La jurisprudence de 2011 du Territoire de Befale ne pourrait servir que si les résultats provisoires de la CENI allaient dans le sens des vœux de la Cour constitutionnelle. Les éternels contradictions, brèches et contours juridiques dans nos textes de lois en ouvriraient d’autres. L’on se rappellera que le débat sur l’alinéa 2 de l’article 70 de la constitution avait divisé la classe politique, jusqu’à ce que la Cour constitutionnelle avait été consultée pour interprétation. On n’est pas sorti de l’auberge.

Lapsus diplomatiques… et révélateurs !

Les années Joseph Kabila nous auront habitué à une diplomatie épidermique et quelque peu « adolescente ». Ce n’est pourtant pas très naïf que ça. S’il n’y a formellement qu’un seul Ministre des affaires étrangères, les rôles semblent bien partagés dans la télé-réalité diplomatique de la RDC. Léonard Shé Okitundu et Lambert Mende jouent aux mauvais flics en lâchant du lest « aux gens qui viennent chez-nous et qui parfois nous donnent de leçons de démocratie et de gouvernance ». Barnabé Kikaya et Christian Atoki Ileka font les bons flics en rassurant les ONG et officiels étrangers. Néhémie Mwilanya porte la parole équilibrée dans les médias, les rares des fois qu’il s’exprime. Jean-Pierre Kambila « recadre » les zélés de la twittosphère.

Mais la brouille diplomatique entre Kinshasa et Bruxelles, mise à jour la veille des élections, dévoile peu à peu son autre paire de manche. Il ne s’agit vraiment pas de la réciprocité telle que clamée plus d’une fois par Okitundu. Il est fort possible qu’il s’agisse d’une manœuvre à se séparer de quelques témoins indésirables, avant un autre jeu des dupes. En langage non verbal, le pouvoir de Kinshasa essaie d’arguer à la Communauté internationale : « Il va se passer des choses ici, nous ne voulons pas que vous le voyiez, partez ! »

En clair, Kinshasa, dans sa désormais rhétorique souverainiste, n’a vraiment pas grand-chose à foutre des sanctions contre telle ou telle autre personnalité, bien que celles-ci aient contribué à resserrer l’étau sur la machine répressive du pouvoir. Les Congolais de l’étrangers ne sont pas électeurs ; les sanctionnés n’ont nullement envie d’aller battre campagne en Europe ou aux Etats-Unis.

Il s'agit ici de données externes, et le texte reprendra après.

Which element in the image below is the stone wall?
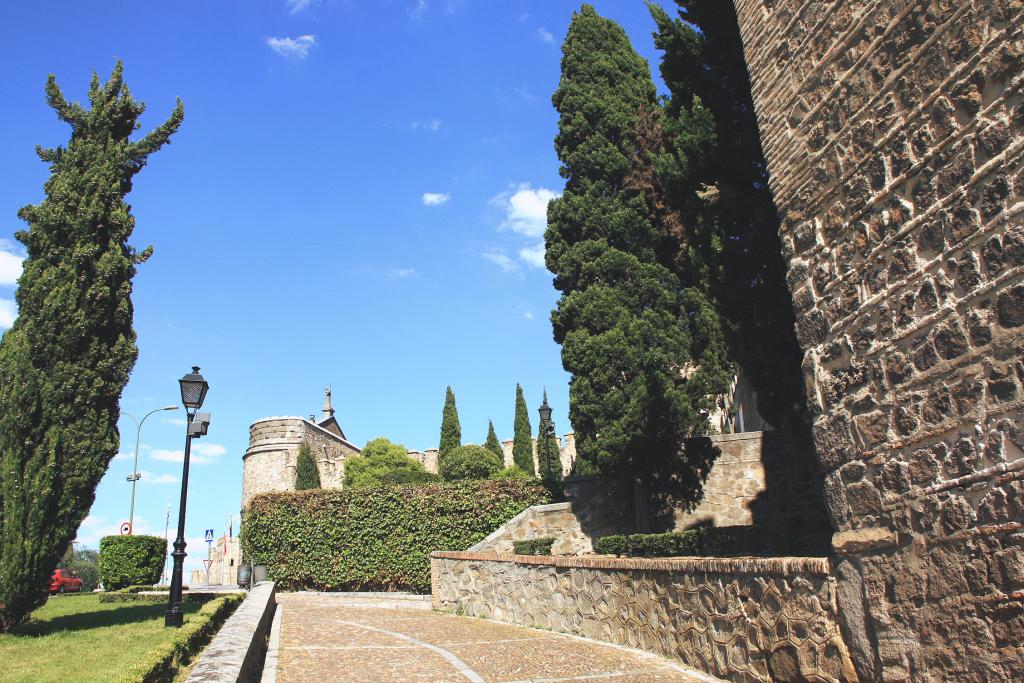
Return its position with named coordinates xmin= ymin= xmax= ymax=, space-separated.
xmin=431 ymin=552 xmax=856 ymax=681
xmin=242 ymin=417 xmax=359 ymax=509
xmin=469 ymin=503 xmax=594 ymax=555
xmin=734 ymin=0 xmax=1024 ymax=681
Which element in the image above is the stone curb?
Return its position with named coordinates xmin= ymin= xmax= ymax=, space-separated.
xmin=187 ymin=582 xmax=276 ymax=683
xmin=430 ymin=551 xmax=831 ymax=577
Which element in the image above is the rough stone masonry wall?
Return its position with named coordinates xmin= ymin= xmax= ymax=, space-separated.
xmin=242 ymin=417 xmax=359 ymax=509
xmin=734 ymin=0 xmax=1024 ymax=681
xmin=431 ymin=552 xmax=856 ymax=682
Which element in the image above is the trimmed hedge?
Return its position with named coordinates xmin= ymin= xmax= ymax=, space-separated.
xmin=99 ymin=536 xmax=167 ymax=591
xmin=594 ymin=520 xmax=800 ymax=557
xmin=512 ymin=537 xmax=556 ymax=555
xmin=119 ymin=593 xmax=245 ymax=683
xmin=99 ymin=586 xmax=217 ymax=604
xmin=242 ymin=480 xmax=550 ymax=593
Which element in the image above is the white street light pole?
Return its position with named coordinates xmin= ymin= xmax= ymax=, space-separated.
xmin=121 ymin=405 xmax=178 ymax=533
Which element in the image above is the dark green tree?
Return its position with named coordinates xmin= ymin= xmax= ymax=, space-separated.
xmin=345 ymin=436 xmax=440 ymax=488
xmin=648 ymin=0 xmax=809 ymax=432
xmin=483 ymin=420 xmax=505 ymax=461
xmin=545 ymin=5 xmax=728 ymax=529
xmin=0 ymin=62 xmax=183 ymax=631
xmin=512 ymin=384 xmax=536 ymax=474
xmin=437 ymin=387 xmax=462 ymax=459
xmin=295 ymin=441 xmax=321 ymax=490
xmin=537 ymin=409 xmax=562 ymax=481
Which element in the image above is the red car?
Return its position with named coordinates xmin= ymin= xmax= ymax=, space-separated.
xmin=50 ymin=569 xmax=85 ymax=593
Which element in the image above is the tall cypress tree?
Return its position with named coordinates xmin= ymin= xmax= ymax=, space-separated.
xmin=483 ymin=420 xmax=505 ymax=463
xmin=295 ymin=441 xmax=321 ymax=490
xmin=512 ymin=384 xmax=536 ymax=474
xmin=437 ymin=387 xmax=462 ymax=459
xmin=647 ymin=0 xmax=809 ymax=433
xmin=0 ymin=62 xmax=184 ymax=631
xmin=545 ymin=5 xmax=714 ymax=529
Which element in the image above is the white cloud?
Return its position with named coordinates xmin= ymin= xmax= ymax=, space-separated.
xmin=409 ymin=0 xmax=430 ymax=19
xmin=285 ymin=0 xmax=319 ymax=14
xmin=423 ymin=193 xmax=452 ymax=206
xmin=150 ymin=441 xmax=227 ymax=465
xmin=480 ymin=252 xmax=519 ymax=272
xmin=0 ymin=299 xmax=17 ymax=330
xmin=139 ymin=470 xmax=181 ymax=484
xmin=0 ymin=240 xmax=25 ymax=285
xmin=492 ymin=182 xmax=561 ymax=238
xmin=266 ymin=34 xmax=316 ymax=59
xmin=413 ymin=119 xmax=444 ymax=133
xmin=387 ymin=268 xmax=416 ymax=278
xmin=519 ymin=242 xmax=544 ymax=268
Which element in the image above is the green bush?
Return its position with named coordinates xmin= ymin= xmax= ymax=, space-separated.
xmin=119 ymin=593 xmax=245 ymax=683
xmin=99 ymin=586 xmax=217 ymax=604
xmin=242 ymin=481 xmax=550 ymax=592
xmin=437 ymin=445 xmax=502 ymax=481
xmin=512 ymin=537 xmax=556 ymax=555
xmin=99 ymin=536 xmax=167 ymax=591
xmin=594 ymin=519 xmax=800 ymax=557
xmin=345 ymin=436 xmax=440 ymax=487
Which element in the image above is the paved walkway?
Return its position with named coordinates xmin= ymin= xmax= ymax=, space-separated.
xmin=272 ymin=593 xmax=715 ymax=683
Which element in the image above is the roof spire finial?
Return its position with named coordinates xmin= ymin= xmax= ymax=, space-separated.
xmin=321 ymin=387 xmax=334 ymax=420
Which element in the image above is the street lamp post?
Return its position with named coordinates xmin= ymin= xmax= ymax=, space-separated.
xmin=164 ymin=366 xmax=210 ymax=626
xmin=121 ymin=405 xmax=178 ymax=533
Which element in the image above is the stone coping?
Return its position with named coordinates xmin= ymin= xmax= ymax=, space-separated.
xmin=430 ymin=550 xmax=831 ymax=577
xmin=187 ymin=581 xmax=278 ymax=683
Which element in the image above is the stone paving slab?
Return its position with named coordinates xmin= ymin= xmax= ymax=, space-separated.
xmin=275 ymin=593 xmax=716 ymax=683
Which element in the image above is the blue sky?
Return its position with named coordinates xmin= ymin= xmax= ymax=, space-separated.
xmin=0 ymin=0 xmax=671 ymax=567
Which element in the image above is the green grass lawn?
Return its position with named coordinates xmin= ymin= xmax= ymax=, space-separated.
xmin=0 ymin=594 xmax=200 ymax=683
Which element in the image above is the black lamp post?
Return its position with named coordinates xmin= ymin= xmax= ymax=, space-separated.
xmin=164 ymin=366 xmax=210 ymax=626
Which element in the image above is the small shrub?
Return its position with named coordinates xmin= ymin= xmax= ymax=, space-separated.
xmin=438 ymin=445 xmax=502 ymax=481
xmin=594 ymin=522 xmax=794 ymax=557
xmin=345 ymin=437 xmax=440 ymax=487
xmin=99 ymin=536 xmax=167 ymax=591
xmin=512 ymin=537 xmax=557 ymax=555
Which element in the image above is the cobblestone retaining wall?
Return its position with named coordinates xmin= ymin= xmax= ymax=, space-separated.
xmin=734 ymin=0 xmax=1024 ymax=681
xmin=431 ymin=552 xmax=856 ymax=681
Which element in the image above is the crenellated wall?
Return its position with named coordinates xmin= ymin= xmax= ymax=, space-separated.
xmin=734 ymin=0 xmax=1024 ymax=681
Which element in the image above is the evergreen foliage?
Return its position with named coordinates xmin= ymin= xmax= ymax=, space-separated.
xmin=512 ymin=384 xmax=536 ymax=474
xmin=345 ymin=436 xmax=439 ymax=488
xmin=0 ymin=62 xmax=183 ymax=631
xmin=58 ymin=543 xmax=99 ymax=591
xmin=647 ymin=0 xmax=809 ymax=433
xmin=437 ymin=387 xmax=462 ymax=460
xmin=99 ymin=536 xmax=167 ymax=591
xmin=295 ymin=441 xmax=321 ymax=490
xmin=437 ymin=445 xmax=502 ymax=481
xmin=545 ymin=5 xmax=729 ymax=501
xmin=483 ymin=420 xmax=505 ymax=462
xmin=242 ymin=481 xmax=551 ymax=593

À la veille d’une transition de pouvoir, la diplomatie Congolaise laisserait le choix au futur Président du Congo de poursuivre les négociations pour la levée des sanctions. C’est loin d’en être le cas. Quelque part, les officiels sanctionnés prévoiraient une continuité sine die. Ils en auraient presque la certitude, mais redouteraient l’activation de la rue. Les déploiements militaire et policier en cours en constituent un signal fort. Kinshasa n’exclut pas une répression violente d’éventuelles contestations. L’heure a peut-être sonné de se débarrasser de ceux qui, d’une manière ou d’une autre, auraient un regard impénitent sur les auteurs des violences prévues ou prévisibles.  Qui sont les prochains sur la liste des indésirables ? Plus que quelques heures…

Après tout, ce ne seront pas les meilleures élections de la République Démocratique du Congo.

Vivement le 30 décembre… sans 1,2 millions d’entre nous ici et d’autres millions ailleurs.